The book comprises ten stories, all of which feature an animal that meets its death as a result of human conflict. Thus we are given, inter alia, the tale of a camel killed in colonial Australia, of a cat killed on the Western Front, and of a blue mussel killed in the conflagration of Peal Harbour. The stories are narrated in the first-person (or first-camel, first-cat, first-mussel etc.), and come down to us, so to speak, posthumously: it is the souls of the animals that disclose themselves. In terms of narrative, each story is self-contained; but in terms of emotional and philosophical resonance, each is far richer for its proximity to the others. To put it another way: Only the Animals is a perfectly integrated work of art brilliantly disguised as a collection of short stories.
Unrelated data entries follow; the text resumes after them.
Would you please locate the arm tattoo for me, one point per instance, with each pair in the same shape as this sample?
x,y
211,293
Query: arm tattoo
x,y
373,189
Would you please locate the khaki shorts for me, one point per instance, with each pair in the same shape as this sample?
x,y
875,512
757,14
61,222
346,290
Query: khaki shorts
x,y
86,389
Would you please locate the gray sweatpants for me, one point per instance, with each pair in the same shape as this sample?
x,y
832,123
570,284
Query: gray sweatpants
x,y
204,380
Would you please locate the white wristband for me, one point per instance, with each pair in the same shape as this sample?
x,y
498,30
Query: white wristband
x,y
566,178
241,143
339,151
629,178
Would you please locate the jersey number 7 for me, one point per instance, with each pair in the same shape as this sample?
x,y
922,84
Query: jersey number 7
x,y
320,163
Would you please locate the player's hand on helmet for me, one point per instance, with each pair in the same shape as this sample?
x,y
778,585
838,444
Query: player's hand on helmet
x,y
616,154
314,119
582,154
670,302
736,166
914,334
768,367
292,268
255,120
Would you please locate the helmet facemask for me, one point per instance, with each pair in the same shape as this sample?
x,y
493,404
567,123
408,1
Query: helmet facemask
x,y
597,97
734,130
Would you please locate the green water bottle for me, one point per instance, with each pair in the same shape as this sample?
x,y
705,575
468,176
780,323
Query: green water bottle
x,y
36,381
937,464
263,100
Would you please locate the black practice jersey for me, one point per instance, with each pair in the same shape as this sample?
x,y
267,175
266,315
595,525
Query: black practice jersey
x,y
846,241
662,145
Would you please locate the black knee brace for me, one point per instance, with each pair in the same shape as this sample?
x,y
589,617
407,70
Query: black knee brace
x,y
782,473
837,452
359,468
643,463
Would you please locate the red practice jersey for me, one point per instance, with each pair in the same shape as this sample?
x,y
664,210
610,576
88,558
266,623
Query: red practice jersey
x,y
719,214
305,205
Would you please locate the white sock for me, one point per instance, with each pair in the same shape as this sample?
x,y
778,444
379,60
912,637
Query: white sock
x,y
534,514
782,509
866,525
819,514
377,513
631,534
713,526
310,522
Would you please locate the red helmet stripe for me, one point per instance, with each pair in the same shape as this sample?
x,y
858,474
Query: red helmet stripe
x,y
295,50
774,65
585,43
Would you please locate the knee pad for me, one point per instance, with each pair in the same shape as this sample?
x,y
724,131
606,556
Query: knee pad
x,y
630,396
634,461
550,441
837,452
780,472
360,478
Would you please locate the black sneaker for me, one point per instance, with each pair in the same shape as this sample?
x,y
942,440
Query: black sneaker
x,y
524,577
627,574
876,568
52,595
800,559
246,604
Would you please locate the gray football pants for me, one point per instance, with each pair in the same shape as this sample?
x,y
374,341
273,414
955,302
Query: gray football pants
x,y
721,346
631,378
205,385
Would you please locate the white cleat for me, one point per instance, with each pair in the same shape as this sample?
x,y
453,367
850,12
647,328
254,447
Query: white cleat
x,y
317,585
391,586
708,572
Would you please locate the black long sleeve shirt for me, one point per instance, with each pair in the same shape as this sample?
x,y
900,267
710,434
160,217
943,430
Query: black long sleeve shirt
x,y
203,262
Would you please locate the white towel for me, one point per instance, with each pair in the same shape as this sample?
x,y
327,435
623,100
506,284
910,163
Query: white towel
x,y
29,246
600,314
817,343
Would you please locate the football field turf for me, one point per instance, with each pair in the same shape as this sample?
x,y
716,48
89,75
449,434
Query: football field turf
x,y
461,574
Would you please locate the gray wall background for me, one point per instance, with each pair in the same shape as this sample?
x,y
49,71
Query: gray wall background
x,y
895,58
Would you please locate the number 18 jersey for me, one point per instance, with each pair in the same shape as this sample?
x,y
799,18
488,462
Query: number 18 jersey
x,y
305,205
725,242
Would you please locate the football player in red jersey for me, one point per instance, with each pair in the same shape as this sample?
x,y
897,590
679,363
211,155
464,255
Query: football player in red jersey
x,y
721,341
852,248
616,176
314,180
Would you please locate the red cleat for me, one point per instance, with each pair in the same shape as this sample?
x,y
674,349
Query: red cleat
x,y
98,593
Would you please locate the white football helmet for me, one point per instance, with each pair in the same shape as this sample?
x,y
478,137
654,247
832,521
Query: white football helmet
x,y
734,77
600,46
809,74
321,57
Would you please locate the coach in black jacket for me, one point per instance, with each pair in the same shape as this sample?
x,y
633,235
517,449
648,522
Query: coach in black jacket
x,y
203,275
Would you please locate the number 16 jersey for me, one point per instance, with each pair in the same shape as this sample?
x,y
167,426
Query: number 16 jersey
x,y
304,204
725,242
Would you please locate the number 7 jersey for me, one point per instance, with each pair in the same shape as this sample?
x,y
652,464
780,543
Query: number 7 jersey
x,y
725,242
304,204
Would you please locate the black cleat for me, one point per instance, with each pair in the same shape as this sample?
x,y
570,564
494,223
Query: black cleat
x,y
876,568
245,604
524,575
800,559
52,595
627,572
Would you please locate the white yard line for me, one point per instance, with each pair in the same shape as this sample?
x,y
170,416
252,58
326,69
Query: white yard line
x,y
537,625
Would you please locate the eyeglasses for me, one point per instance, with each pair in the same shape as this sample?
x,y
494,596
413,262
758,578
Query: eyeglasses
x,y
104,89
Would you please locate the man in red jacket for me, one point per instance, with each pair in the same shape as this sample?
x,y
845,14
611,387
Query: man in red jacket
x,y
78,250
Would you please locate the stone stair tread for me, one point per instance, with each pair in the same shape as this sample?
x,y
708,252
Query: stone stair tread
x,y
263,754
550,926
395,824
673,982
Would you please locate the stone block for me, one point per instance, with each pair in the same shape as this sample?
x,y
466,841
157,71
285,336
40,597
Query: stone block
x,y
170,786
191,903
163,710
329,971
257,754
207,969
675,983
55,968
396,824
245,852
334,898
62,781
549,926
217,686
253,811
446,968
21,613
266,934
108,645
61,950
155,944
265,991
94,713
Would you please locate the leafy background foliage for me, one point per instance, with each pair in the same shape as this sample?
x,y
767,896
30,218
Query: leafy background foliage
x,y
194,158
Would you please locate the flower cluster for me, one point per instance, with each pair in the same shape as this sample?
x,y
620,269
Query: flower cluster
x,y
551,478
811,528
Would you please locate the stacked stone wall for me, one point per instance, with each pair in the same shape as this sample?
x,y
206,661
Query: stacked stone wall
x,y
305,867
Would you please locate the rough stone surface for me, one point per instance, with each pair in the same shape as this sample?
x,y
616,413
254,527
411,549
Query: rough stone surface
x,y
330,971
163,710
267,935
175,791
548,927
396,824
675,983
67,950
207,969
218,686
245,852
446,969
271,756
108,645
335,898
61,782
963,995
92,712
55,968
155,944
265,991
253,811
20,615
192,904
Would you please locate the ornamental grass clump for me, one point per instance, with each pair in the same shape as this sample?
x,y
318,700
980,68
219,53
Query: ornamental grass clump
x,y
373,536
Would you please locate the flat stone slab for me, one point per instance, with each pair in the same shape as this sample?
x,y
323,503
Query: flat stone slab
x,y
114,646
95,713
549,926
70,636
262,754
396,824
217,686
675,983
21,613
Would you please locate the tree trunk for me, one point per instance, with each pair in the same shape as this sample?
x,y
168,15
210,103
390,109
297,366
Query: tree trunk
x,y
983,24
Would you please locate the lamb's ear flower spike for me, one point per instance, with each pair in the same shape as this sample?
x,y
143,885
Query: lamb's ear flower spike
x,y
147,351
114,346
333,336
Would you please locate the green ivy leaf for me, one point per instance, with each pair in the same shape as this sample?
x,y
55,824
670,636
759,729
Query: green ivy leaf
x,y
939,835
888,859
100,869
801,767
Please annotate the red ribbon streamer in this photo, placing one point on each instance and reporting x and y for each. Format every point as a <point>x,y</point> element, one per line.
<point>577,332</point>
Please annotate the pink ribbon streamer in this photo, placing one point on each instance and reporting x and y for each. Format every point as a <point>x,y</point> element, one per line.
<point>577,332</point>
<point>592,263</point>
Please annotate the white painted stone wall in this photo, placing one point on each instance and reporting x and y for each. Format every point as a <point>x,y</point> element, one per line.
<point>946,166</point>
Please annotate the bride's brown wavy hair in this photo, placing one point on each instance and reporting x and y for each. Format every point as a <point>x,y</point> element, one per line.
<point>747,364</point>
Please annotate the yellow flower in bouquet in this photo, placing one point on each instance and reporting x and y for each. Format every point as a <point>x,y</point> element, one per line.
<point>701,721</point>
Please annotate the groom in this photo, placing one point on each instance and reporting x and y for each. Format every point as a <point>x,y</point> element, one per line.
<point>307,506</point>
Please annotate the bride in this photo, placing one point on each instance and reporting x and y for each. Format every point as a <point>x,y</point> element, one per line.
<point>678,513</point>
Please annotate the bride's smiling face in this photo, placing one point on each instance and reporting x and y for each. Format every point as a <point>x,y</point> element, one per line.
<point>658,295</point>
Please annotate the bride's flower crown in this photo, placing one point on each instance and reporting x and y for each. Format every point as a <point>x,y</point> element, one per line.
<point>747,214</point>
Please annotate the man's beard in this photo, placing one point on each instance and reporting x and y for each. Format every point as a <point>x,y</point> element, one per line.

It should be pointed out that these stories are not fables; their protagonists are not allegorical figures and no plonking morals lie in wait for the reader. It is, above all, the relationship between people and animals that interests Dovey, and though many of her protagonists are ill-used by humans, the sense that the benefits of animal-human interaction may be mutual comes through loud and clear. (Red Peter, a chimpanzee, to his handler: ‘You made me a better human, and I would like to think – dare I say it? – that I made you a better ape.’) Nor are Dovey’s animals anthropomorphic projections; each expresses itself in human language but is granted its creatural autonomy. ‘My mother didn’t tell me much about her experience in Vietnam,’ says a Dolphin in the US Navy Marine Mammal Program, ‘but I could sense wordlessly some of what she went through because of certain physical stress pivots throughout her body.’

That last sentence comes from ‘A Letter to Sylvia Plath’, which, like all ten stories in the book, pays tribute to a particular author. Perhaps the best tribute I can pay to Dovey is to say that her name, though unusual in one sense, looks perfectly at home next to those of her influences.